Слушая, Салтыков начал подозревать, что незадолго до того, как сесть в его машину, полковник, наверное, запузырил очередную «глубинную бомбу» и она теперь рванула в смутных безднах его подсознания. «Выставка за выставкой, — страстно поблескивал полковник своей просветленной оптикой. — А на выставках девушки бывают. Им бы Джоконду…»
«А вы Джоконду видели?»
«А то!» — густо выдохнул полковник.
«Ну да! Разве в Барнаул ее привозили?»
«Не хватало еще! Пусть висит в своем Париже. Я этот город своими ногами весь исходил. Я там Эйфелеву башню рассматривал с площади Трокадеро. Река неширокая, мне роты хватило бы установить контроль на бульваре Клиши и вывести ребят на Пигаль. У французов военное дело неплохо поставлено, но не так, конечно, как у немцев. Не нужен мне их йогурт ста восьми сортов, и бельгийский пистолет ручной работы. Мне на отечественном рынке в один день самое обыкновенное фоторужье запросто переделают под патроны Макарова».
Он презрительно хмыкнул: «Бургундия для улиток!»

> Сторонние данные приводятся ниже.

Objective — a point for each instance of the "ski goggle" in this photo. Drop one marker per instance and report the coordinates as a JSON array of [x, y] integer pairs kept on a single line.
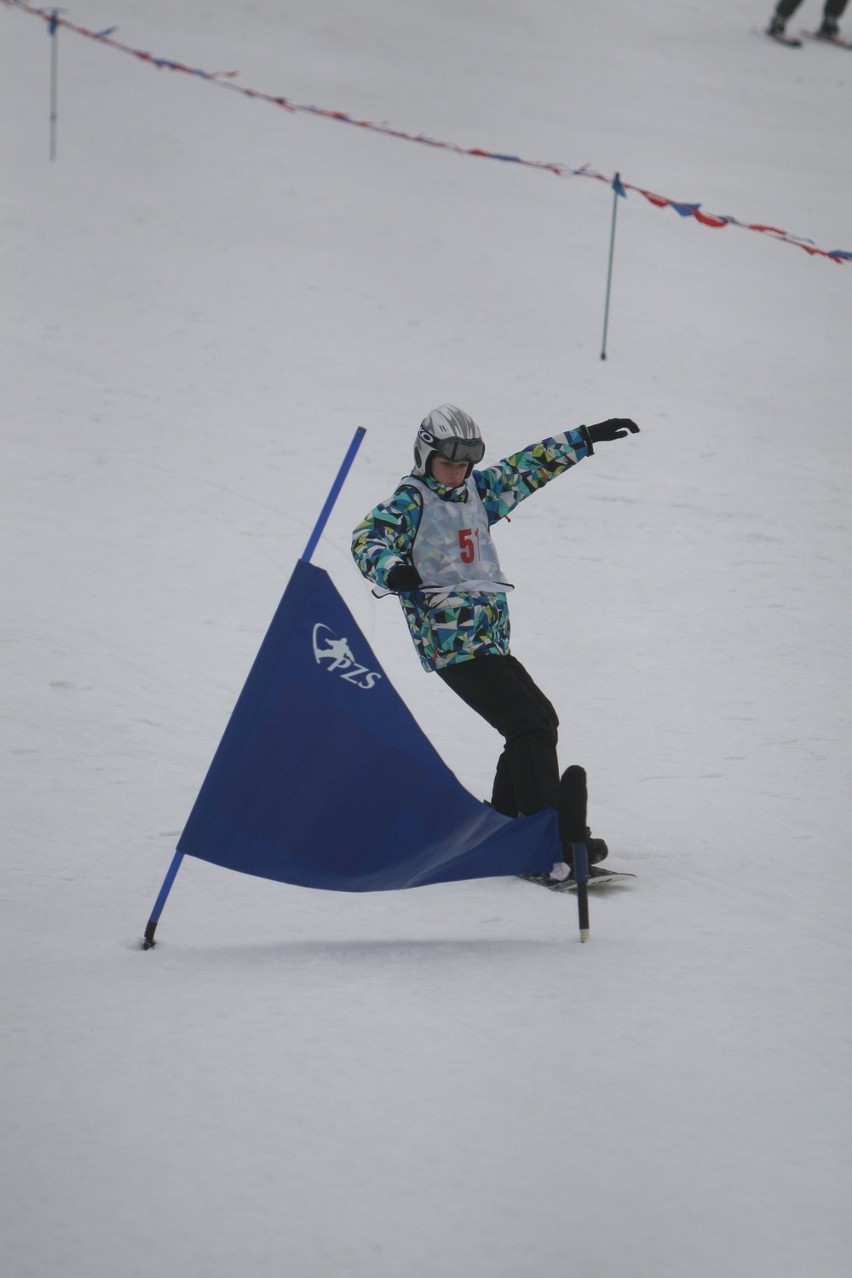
[[454, 449]]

И развел руками: «Ну, Париж. Ну и что? Всякое там пил. Особенно „Де Малезан Кюве Бернар Магре“, вот такими фужерами, — показал он объем. — У меня ужасная память на все эти нечеловеческие названия. Только в Париже теперь чуть ли не одни арабы. В целом — арабы и вырожденцы. Только однажды видел, как у Люксембургского парка из длинного лимузина вывалился черный, будто копченый дог с оскаленными золотыми зубами, а за ним в зеленом костюме от „Кетон“ белый толстяк с мордой. Ну, знаешь, — он обиженно шмыгнул носом, — с такой, примерно, как у меня, только я питаюсь свиной тушенкой, — зачем-то преувеличил он, — а он жрет свой фуа-гра, сучонок! — И непонятно добавил: — Откуда такому знать, что одна голова хорошо, а одна нога — плохо».
За поворотом странно и нежно высветились горы — в сизой дымке, как разобранная разбросанная матрешка. Облака, скалы. На скалах опять надписи. В том числе не куртуазные. Восхищенный полковник тут же объяснил Салтыкову, что это реформа культуры привнесла, наконец, простоту в понимание творчества.
«Давно считаете себя писателем?»
«С 21 июня прошлого года».
«А что случилось в этот день?»
«Указ о реформе культуры вышел».
«Разве такие события делают человека писателем?»
«Еще как делают! Я в тот день написал первые три рассказа».
«А до этого литературой не занимались?»